A propósito da estreia do filme Um Fim do Mundo, de Pedro Pinho, a 7 de Novembro, o Cinemaville entrevistou o realizador. Um Fim do Mundo resultou de um concurso lançado pela Câmara Municipal de Setúbal para a realização de projectos cinematográficos sobre o bairro da Bela Vista. Com financiamento para uma curta metragem Pedro Pinho conseguiu que se tornasse numa longa metragem, entre desafios de ordem prática, financeira e meteorológica, ele saiu vencedor e o resultado está aí para se comprovar. Um filme para conhecer, antes da sua estreia, no Cinema City Alvalade – Lisboa, e Cinema Charlot – Setúbal.

Cinemaville: Um Fim Do Mundo fala-nos de uma fase muito peculiar da vida que é a adolescência, um preâmbulo em que somos crescidos o suficiente para termos vida social mas sem as obrigações formais de um adulto.
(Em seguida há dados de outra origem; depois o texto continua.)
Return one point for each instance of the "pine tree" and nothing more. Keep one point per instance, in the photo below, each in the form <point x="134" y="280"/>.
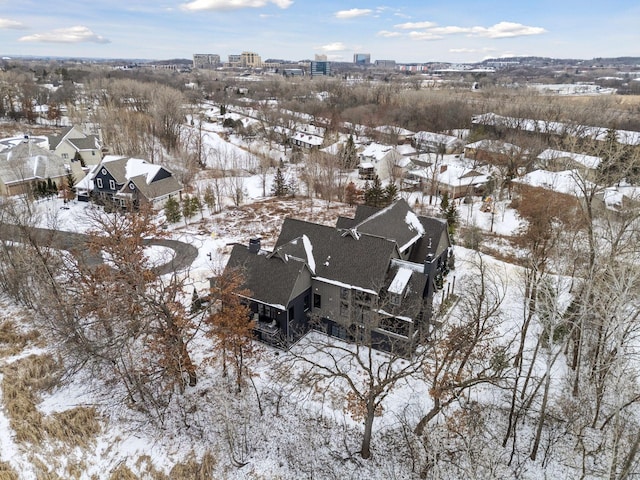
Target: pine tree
<point x="188" y="208"/>
<point x="348" y="154"/>
<point x="352" y="194"/>
<point x="390" y="194"/>
<point x="449" y="211"/>
<point x="210" y="198"/>
<point x="172" y="210"/>
<point x="374" y="194"/>
<point x="280" y="187"/>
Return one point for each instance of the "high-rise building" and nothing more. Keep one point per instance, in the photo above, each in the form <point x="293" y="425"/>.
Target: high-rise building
<point x="250" y="60"/>
<point x="320" y="68"/>
<point x="362" y="58"/>
<point x="205" y="60"/>
<point x="390" y="64"/>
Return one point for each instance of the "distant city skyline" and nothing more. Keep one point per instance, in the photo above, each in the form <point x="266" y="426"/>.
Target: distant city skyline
<point x="409" y="31"/>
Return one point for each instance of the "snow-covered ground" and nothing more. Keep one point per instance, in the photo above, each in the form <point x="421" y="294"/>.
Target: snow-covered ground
<point x="302" y="432"/>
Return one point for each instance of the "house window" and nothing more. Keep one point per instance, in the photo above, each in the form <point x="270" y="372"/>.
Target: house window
<point x="395" y="299"/>
<point x="395" y="325"/>
<point x="307" y="302"/>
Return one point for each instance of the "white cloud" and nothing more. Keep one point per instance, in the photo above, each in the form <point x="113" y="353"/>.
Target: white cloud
<point x="6" y="23"/>
<point x="333" y="47"/>
<point x="75" y="34"/>
<point x="353" y="13"/>
<point x="507" y="30"/>
<point x="388" y="34"/>
<point x="424" y="36"/>
<point x="414" y="25"/>
<point x="198" y="5"/>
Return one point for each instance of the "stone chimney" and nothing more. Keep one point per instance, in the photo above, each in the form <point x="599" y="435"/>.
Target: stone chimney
<point x="254" y="245"/>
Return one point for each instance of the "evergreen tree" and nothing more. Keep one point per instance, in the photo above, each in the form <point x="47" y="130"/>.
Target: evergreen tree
<point x="390" y="194"/>
<point x="449" y="211"/>
<point x="374" y="193"/>
<point x="172" y="210"/>
<point x="188" y="208"/>
<point x="280" y="186"/>
<point x="352" y="194"/>
<point x="210" y="198"/>
<point x="349" y="155"/>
O filme espelha algum sentimento saudosista e autobiográfico?

Pedro Pinho: Em primeiro lugar obrigado pelas perguntas e pelo tempo dedicado a pensá-las, a elas e ao filme, tão raro na maior parte das entrevistas que leio por aí…

O filme Um Fim do Mundo nasceu de um conjunto de ideias, observações e interrogações que fui tendo e que se concentraram à volta desse período do final da adolescência. Por um lado, algumas coisas que senti que estavam à acontecer nessa geração que atravessa agora essa idade e que tive curiosidade e vontade de compreender. Coisas que se relacionam com a forma como as pessoas se encontram, se conhecem, se aproximam, se tocam. Sinto que isso mudou muito nos últimos anos – e sobretudo em relação às gerações anteriores – não só o facto de haver uma série de facilidades fantásticas proporcionadas pelas tecnologias mais recentes, mas também me pareceu que ocorreram uma série de simplificações, de cruzamentos, de ultrapassagem de categorias sociais obsoletas (de género, raciais, eventualmente até de classe), de gestos mínimos que podem apontar para uma outra liberdade, para uma outra maneira de estar junto. Não tenho a certeza, mas o processo de construção do filme e o próprio filme parecem falar um pouco disso, do aparecimento de uma nova realidade social, de um novo tecido na periferia de algumas cidades portuguesas (onde vive a enorme maioria da população mais jovem). Com muitas questões por resolver, mas também liberto de uma série de cangalhas – que a minha geração ainda carregou – através da criação de um novo sistema de referências e de desejos; através da introdução de um conjunto de propostas culturais e ideológicas que eu penso que se irão apoderar lenta mas inevitavelmente do mainstream.

Por outro lado, surgiu de um sentimento que eu me lembro de atravessar, de indefinição radical. De um tempo em que te permites vagabundear porque, apesar de ter acabado a idade da infância e todas as tuas capacidades estarem no auge do seu desenvolvimento, não entraste ainda inteiramente nesse outro mundo infernal que te irá necessariamente apanhar através do trabalho, ou então da falta dele. Desse pedaço de vida em suspenso em que o que importa mesmo são os outros, as bebedeiras de desejo, o sol, a praia, andar nas ruas, desafiar o que existe.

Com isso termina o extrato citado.